Foreigner Portfolio investors (FPIs) have invested Rs 19,800 crore in the country’s debt or bond market in January. This is the highest monthly level of FPI inflows into the bond market in six years. The attraction of FPIs towards the Indian bond market has increased after the inclusion of Indian Government bonds in the JP Morgan index. On the other hand, FPIs have withdrawn Rs 25,743 crore from Indian stocks in January amid rising bond yields in America.

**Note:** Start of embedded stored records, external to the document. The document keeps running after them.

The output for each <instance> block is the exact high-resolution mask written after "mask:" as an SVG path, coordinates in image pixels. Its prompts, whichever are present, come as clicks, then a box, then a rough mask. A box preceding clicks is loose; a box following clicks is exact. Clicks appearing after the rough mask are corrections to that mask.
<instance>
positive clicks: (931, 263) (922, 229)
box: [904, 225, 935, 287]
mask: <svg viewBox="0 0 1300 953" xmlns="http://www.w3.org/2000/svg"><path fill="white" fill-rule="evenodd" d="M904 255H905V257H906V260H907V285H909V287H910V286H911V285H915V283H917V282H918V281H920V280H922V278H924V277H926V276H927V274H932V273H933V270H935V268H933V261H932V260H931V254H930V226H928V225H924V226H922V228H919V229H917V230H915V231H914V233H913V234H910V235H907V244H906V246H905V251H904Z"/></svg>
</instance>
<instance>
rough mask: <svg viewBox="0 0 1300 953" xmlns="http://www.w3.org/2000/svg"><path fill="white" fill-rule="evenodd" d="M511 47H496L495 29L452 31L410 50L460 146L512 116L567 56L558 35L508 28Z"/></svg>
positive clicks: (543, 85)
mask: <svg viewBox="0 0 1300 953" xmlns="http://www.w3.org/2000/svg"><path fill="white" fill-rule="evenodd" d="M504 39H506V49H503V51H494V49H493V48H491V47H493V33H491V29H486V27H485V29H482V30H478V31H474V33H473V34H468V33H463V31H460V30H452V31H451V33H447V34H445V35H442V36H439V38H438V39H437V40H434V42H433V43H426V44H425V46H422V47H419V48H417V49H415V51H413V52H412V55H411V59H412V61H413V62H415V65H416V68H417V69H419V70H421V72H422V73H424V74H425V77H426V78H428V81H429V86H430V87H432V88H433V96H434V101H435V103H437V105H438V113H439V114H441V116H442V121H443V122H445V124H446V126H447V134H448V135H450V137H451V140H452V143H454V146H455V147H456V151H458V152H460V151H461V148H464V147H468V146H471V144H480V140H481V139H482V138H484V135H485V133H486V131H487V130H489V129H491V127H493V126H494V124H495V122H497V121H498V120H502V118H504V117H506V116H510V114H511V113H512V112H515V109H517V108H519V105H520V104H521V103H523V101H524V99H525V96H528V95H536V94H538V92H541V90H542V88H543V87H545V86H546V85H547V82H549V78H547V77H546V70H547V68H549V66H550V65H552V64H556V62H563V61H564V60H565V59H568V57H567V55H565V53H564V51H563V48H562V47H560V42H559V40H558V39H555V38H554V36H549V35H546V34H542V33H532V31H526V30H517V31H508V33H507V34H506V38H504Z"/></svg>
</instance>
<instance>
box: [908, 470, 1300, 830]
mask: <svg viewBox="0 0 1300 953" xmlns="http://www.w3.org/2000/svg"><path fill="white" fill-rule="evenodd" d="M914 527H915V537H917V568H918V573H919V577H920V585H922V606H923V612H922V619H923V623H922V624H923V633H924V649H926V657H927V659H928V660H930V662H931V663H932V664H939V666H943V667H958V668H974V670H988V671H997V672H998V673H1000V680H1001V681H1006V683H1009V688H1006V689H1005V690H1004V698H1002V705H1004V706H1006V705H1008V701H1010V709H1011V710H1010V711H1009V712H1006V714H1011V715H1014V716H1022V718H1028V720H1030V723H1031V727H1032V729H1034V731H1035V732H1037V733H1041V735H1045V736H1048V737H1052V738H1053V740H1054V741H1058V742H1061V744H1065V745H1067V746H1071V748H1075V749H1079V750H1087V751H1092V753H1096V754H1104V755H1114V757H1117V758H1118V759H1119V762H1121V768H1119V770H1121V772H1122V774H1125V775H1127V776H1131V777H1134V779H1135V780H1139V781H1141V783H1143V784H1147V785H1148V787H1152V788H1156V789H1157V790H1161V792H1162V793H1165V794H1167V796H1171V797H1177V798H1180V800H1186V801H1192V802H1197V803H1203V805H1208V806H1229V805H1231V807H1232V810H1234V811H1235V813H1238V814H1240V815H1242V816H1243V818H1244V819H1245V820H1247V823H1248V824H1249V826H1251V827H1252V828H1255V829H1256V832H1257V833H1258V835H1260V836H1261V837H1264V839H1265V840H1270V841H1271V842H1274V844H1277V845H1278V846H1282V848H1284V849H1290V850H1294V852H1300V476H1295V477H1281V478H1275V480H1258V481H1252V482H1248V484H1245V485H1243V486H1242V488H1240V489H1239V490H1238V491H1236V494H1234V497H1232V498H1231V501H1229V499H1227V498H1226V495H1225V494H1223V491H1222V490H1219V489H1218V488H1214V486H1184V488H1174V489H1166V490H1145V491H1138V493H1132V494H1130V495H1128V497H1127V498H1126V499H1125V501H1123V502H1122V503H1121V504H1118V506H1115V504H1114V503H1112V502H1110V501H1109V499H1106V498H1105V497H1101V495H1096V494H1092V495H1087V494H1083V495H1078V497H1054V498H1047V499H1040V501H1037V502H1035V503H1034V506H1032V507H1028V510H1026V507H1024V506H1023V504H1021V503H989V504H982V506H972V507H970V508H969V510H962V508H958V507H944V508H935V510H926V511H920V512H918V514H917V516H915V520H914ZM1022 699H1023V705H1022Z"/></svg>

FPI put Rs 19,836 crore in bond market
According to depository data, FPIs infused a net Rs 19,836 crore in the bond market in January. This is the highest monthly level of their investment since June 2017. At that time he had put Rs 25,685 crore in the bond market. Earlier in December, FPIs had put Rs 18,302 crore in bonds, Rs 14,860 crore in November and Rs 6,381 crore in October. “Net FPI inflows into India’s fixed income market stood at $2.39 billion in June,” said Himanshu Srivastava, associate director-manager research, Morningstar Investment Research India. This investment has come due to the inclusion of Indian Government bonds in the JP Morgan index.
Why has investment in bond market increased?
JPMorgan Chase & Co had announced in September last year that it would add Indian government bonds to its emerging market benchmark from June 2024. This historic step will help India attract investment of 20 to 40 billion dollars in the next one and a half to two years. Market experts say that Finance Minister Nirmala Sitharaman has announced in her budget speech that the fiscal deficit will be reduced to 5.1 percent of the gross domestic product (GDP) in the financial year 2024-25. This announcement is also positive from the bond market point of view. Overall, in 2023, FPIs had infused Rs 1.71 lakh crore into equities and Rs 68,663 crore into the debt or bond market. In this way, his total investment in the capital market was Rs 2.4 lakh crore.